Trump, Bellows wrote in the thirty-four-page justification for his decision, is involved in the insurrection of January 6, 2021, when hundreds of his supporters stormed Congress in an attempt to block the certification of Joe Biden's election as president of the United States. The decision is the first adopted unilaterally by a representative of an American public administration and is destined to further inflame the debate in the United States. As the party primaries for the 2024 presidential elections approach, every state is deciding on the legitimacy of Trump, indicted in four trials for attempting to interfere in the 2020 elections, to run again.
In Colorado, on November 19, the state Supreme Court, with a vote of 4-3, excluded the tycoon from the race, referring to the 14th amendment. The four votes in favor are all Democrats. In Wisconsin, two days ago, the Supreme Court rejected a request to exclude Trump from the primaries. In this case the judges deemed the issue too complex to address. The decisions that are accumulating in recent days dramatically mark the countdown of the decision of the Supreme Court of Washington, expected to be pronounced by January 5th, when the ballot papers for the primaries will be printed in Colorado and it will be necessary to understand whether the Trump's name will be considered.

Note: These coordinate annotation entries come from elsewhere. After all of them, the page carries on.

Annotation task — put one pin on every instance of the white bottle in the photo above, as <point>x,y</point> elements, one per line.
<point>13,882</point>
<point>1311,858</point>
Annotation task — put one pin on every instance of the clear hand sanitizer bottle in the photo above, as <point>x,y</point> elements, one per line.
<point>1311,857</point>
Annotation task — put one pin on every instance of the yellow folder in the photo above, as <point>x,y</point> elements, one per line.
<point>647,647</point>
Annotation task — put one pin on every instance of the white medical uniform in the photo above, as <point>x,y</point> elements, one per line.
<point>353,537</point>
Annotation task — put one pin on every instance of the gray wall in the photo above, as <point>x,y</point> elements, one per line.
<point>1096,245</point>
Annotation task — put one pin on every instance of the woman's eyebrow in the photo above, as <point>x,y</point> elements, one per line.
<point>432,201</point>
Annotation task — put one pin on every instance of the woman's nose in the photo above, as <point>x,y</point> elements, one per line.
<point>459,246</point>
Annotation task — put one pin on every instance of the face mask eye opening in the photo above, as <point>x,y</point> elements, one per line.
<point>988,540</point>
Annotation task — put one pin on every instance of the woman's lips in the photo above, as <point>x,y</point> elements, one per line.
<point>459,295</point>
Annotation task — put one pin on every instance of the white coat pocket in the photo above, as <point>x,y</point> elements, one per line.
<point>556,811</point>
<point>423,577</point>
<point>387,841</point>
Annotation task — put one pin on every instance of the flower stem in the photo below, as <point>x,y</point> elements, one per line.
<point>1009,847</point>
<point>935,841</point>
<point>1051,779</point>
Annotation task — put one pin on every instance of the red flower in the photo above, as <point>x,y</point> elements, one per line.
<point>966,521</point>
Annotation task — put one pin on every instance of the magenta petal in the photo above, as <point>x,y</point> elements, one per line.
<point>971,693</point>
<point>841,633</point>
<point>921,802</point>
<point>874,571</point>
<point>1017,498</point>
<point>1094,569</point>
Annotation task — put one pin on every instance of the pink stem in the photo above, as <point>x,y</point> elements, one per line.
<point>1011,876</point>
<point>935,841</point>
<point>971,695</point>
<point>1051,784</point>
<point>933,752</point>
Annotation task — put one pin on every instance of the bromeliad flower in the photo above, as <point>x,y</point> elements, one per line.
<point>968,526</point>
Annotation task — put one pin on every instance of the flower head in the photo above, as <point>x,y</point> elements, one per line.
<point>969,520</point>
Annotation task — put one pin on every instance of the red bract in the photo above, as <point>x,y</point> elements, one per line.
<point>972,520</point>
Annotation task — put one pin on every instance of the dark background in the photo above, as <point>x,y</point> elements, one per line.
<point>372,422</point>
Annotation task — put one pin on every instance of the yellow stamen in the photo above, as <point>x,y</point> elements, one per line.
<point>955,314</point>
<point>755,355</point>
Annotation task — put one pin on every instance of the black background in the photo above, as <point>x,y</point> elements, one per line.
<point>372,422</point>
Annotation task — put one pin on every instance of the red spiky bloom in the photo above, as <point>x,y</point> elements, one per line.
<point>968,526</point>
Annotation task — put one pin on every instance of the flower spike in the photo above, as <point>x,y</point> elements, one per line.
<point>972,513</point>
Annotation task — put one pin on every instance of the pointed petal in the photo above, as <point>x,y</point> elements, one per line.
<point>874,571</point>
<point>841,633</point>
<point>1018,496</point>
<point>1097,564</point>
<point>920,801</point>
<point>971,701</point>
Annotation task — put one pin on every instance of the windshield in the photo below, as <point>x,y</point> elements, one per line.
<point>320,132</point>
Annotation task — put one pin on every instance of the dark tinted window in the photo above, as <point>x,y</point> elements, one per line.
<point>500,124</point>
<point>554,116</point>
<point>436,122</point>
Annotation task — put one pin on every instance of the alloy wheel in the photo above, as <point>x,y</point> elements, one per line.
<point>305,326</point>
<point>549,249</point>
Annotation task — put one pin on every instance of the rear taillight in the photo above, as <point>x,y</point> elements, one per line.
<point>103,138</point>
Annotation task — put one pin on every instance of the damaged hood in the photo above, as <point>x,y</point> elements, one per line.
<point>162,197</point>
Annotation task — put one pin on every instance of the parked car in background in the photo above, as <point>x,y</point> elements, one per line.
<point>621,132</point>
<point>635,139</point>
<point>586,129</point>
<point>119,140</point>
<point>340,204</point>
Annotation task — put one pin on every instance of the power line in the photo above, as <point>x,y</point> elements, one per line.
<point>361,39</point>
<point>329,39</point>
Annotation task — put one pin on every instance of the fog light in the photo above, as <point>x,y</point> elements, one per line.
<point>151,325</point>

What the highest court in the United States could decide would apply to everyone and would perhaps close the case, avoiding months of further tension. According to Carl Bernstein, one of the two historic journalists of the Watergate scandal that led to Nixon's resignation, the one who in the famous film “All the President's Men” was played by Dustin Hoffman, the judges may not decide in the end, but in this way they would deliver America to months of chaos and legal battles. Also because the primaries will intersect with another key event: the trials in which Trump is accused.
An example is Maine: here, in the north-eastern state, the Republican candidates will be chosen on March 5, but the trial should open in Washington DC just the day before, in which the tycoon is accused of trying to block Biden's election. Primaries and trials, trials and primaries: the rallies and hearings could upset the presidential campaign for the first time in American history. The decisions taken by Colorado and Maine put the Supreme Court in a very delicate position: that of becoming an active protagonist in the elections, more than twenty years after the ruling in the stalemate between the candidates George W. Bush and Al Gore, separated by a handful of votes in Florida, which required four weeks of legal battles to count. Steven Cheung, one of Trump's spokesmen, called those in Colorado and Maine “partisan attempts to interfere in elections” and a “hostile attack on American democracy.” But other states are preparing to decide. The next two could be two more Democratic-led: Oregon and California. The use of the 14th amendment, after the Colorado ruling, is no longer a taboo.